Gordon Nixon, the head of Canada’s biggest bank, says he’s desperate to lend and do his part to kick-start the economy. There’s only one problem: wary businesses and indebted consumers don’t want his money.
“Our biggest challenge right now is to put credit out,” the Royal Bank of Canada chief executive officer said Wednesday at a conference in Washington. “Loan demand is very low.”
Mr. Nixon’s remarks come amid a contentious debate over the role of banks in the economic recovery – or lack thereof.
In some quarters, there is a feeling that financial institutions are restraining economic growth by applying unnecessarily strict lending standards after getting burned by the financial crisis. The RBC chief insists that is not the case with him, nor is it the case with his rivals, with whom he is engaged in “fierce” competition.
“We have never been more aggressive,” Mr. Nixon said during a panel discussion on the financial crisis hosted by Thomson Reuters, the University of Toronto’s Rotman School of Management, the Atlantic Council and the Government of Canada. “We have balance sheet to go at all levels,” Mr. Nixon added, using bankers’ jargon to say that he’s sitting on plenty of cash that he would like to lend to households, businesses and investors.
Business loans to Canadian residents by chartered banks was little changed between June and September, oscillating between a monthly average of roughly $177-billion and $178-billion, according to the Bank of Canada’s most recent data.

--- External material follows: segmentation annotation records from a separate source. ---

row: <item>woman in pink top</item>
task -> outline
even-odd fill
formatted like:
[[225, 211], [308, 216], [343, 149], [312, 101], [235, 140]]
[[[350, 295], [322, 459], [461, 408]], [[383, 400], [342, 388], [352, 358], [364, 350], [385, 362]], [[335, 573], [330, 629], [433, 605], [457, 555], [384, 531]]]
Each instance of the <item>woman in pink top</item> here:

Companies are uninterested in taking on debt because the global economic outlook is uncertain, clouded by the likelihood that the European economy will tip into recession. Businesses also are sitting on record profits built up during the initial burst of growth that followed the 2008-2009 recession, allowing executives to finance operations with cash on hand.
Households in Canada appear to be thinking twice about record debt levels. For example, the monthly average of personal loans by chartered banks surged to $68-billion in August from $56-billion in January, 2010, a 21-per-cent increase. But the growth of personal loans suddenly stalled in September, according to the Bank of Canada data. The monthly average of outstanding credit-card loans was $63-billion in September compared with $64-billion in April.
Mr. Nixon was participating in a day-long event hosted by the Canadian embassy meant to highlight Canada’s relative economic success during the financial crisis. Financial regulation figured prominently in the discussion, and Mr. Nixon’s remark about the weakness of demand for loans had the effect of undermining the international bank lobby’s case against tighter scrutiny.
The Institute of International Finance, the Washington-based lobby for more than 450 financial institutions, has sought to push back against the Group of 20’s move for tougher banking rules by arguing the effort is hindering the banking industry’s ability to lend.
Bank of Canada Governor Mark Carney, who was appointed to lead the Financial Stability Board of international regulators this month, has countered that argument by saying the reason banks aren’t lending is because demand is weak – precisely Mr. Nixon’s observation on Wednesday.
It was unclear whether Mr. Nixon realized he was stomping on one of the key messages of the bank lobby. Regardless, the RBC chief was on message for most of the rest of his presentation, saying the G20’s regulatory push addresses “some of the wrong problems” and that rules have become needlessly complex.
Mr. Nixon contends the financial crisis was primarily caused by poor U.S. housing policy that encouraged households to take on too much debt and banks that were allowed to let their lending grow out of proportion to the amount of assets they had in reserve. But authorities, he said, have created rules that go well beyond these core issues.
“It’s very important that we have regulation that isn’t overly complex,” Mr. Nixon said. “Unfortunately, that’s not the way the regulatory environment has evolved.”